Synced

In this blog, we will go through how to enumerate and exploit an rsync service, a popular file transfer tool often used as an alternative to FTP. Rsync is known for its ability to only transfer modified files by identifying the deltas, making it a more efficient tool for syncing files. However, these features can also be exploited if proper security measures are not in place. Let's walk through a simple enumeration and exploitation scenario using rsync.

Step 1: Initial Enumeration Using Nmap

First, we need to enumerate the target machine to identify any open ports or running services. We will use Nmap to perform service version detection and run default scripts:

nmap -sV -sC <target_ip>

In this command:

• -sV enables version detection.

• -sC runs default scripts, which can provide additional information about the services running on the machine.

When the command completes, we see that port 873 is open, which is the default port for rsync.

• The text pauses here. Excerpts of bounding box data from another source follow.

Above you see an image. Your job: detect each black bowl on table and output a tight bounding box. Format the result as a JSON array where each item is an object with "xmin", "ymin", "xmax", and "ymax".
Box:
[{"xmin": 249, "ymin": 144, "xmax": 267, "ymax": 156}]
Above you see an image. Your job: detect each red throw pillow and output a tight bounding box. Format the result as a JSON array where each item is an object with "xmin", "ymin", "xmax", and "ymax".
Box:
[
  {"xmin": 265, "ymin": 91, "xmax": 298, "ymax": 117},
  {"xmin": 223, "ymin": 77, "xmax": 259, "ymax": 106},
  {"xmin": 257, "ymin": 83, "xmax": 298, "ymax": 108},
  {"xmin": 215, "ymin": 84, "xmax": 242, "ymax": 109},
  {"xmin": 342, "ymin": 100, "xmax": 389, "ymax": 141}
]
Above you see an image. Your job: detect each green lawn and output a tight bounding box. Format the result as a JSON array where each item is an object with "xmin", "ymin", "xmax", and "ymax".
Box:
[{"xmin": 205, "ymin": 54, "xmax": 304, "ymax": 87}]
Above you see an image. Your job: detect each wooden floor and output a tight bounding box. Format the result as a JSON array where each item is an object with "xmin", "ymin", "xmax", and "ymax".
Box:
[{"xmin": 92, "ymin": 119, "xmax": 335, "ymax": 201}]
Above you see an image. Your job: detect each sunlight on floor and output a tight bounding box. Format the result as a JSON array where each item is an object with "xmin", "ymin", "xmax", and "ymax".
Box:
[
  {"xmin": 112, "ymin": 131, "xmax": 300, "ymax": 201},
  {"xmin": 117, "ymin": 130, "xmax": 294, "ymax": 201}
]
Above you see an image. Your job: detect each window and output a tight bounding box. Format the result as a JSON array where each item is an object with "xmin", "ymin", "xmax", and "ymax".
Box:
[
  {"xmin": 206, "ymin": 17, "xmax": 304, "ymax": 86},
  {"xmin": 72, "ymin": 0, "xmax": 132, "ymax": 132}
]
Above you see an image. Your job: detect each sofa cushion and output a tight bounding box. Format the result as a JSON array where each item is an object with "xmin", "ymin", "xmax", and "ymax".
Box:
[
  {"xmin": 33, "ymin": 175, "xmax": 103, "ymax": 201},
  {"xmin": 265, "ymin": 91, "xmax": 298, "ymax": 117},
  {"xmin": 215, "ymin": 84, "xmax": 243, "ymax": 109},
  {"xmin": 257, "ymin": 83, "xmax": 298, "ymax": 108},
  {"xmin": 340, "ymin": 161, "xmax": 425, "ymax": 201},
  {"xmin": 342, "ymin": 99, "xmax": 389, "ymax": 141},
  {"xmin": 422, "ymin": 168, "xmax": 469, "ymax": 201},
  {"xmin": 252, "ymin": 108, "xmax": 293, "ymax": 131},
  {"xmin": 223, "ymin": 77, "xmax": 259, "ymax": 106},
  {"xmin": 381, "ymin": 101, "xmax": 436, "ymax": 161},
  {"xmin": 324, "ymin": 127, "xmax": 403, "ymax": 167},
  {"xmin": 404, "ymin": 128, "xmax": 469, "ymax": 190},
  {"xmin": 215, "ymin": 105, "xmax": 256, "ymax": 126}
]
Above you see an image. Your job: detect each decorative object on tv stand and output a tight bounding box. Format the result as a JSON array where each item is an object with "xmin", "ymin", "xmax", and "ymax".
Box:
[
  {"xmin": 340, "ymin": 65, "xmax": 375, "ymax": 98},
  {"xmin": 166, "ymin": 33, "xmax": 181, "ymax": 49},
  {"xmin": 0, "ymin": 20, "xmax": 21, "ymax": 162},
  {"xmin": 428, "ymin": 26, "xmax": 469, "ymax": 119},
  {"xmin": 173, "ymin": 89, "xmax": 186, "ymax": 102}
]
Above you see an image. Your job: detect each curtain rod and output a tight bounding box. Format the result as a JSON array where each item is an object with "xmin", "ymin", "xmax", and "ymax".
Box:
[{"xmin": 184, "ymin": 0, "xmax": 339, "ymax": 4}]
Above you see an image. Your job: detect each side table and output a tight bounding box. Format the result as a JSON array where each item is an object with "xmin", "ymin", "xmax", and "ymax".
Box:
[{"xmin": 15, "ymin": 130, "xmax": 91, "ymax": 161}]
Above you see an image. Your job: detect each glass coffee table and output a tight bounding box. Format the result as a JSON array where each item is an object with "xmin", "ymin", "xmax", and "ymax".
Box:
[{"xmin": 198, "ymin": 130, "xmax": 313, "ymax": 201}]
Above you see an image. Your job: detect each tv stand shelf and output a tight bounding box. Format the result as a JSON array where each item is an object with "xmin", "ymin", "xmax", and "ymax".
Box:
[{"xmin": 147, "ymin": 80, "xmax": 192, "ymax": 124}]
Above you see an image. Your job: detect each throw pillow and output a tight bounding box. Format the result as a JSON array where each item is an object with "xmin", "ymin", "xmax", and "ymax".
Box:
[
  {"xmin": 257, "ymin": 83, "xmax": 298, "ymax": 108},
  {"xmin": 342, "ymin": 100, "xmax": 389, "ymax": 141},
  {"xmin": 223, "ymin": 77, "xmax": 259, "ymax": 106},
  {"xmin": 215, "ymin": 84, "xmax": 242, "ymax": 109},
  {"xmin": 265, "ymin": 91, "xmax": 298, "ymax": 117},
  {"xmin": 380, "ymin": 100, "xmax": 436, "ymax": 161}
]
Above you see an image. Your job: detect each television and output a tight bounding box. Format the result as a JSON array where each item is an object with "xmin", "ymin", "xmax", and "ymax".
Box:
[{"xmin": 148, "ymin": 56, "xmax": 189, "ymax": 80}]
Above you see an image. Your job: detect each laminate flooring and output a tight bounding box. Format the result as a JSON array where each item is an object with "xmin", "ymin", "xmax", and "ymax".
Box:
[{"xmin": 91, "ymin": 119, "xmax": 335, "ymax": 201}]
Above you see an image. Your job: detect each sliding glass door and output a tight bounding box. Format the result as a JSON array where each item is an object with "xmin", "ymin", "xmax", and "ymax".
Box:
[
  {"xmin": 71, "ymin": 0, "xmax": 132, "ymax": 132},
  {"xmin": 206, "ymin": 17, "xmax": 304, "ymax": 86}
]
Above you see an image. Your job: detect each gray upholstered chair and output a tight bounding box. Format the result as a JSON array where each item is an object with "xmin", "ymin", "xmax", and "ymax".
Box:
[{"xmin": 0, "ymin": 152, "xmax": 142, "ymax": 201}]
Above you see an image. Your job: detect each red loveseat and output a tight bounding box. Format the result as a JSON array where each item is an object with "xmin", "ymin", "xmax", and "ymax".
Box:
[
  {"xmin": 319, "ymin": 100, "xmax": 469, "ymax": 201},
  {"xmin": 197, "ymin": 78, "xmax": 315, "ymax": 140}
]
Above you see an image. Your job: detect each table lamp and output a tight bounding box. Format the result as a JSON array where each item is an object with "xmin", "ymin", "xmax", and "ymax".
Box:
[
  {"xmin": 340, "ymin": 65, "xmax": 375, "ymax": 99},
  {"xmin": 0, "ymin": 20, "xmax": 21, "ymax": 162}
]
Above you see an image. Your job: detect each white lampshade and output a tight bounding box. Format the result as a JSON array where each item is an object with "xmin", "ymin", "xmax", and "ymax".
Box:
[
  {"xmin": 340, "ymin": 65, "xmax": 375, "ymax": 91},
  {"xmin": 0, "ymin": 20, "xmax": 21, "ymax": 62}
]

Step 2: Understanding Rsync

Rsync is typically pre-installed on most Linux distributions, and its common usage syntax looks like this:

rsync [OPTION] … [USER@]HOST::SRC [DEST]

Rsync transfers files using a remote connection and spawns a receiver process on the host, making it possible to exploit if misconfigured. You can review the available rsync commands on the official man page.

Step 3: Listing Available Directories

Now that we know the rsync service is running, the next step is to try and list all available directories accessible to an anonymous user. We can do this using the --list-only option in rsync:

rsync --list-only rsync://<target_ip>/

If the server allows anonymous access, the command will return a list of available directories. In this example, we find a directory called public.

Step 4: Listing Files in the Public Share

Once we've identified the public directory, we can list its contents to see if there are any interesting files. Use the following command to list files inside the public directory:

rsync --list-only rsync://<target_ip>/public

This reveals the contents of the public directory, and we notice a flag file present in the list.

Step 5: Exfiltrating the Flag

With the flag file in sight, the next logical step is to copy or sync it to our local machine. Rsync makes this easy with the following command:

rsync rsync://<target_ip>/public/flag.txt /path/to/local/destination/

This command will sync the flag file from the public directory on the target machine to your local destination.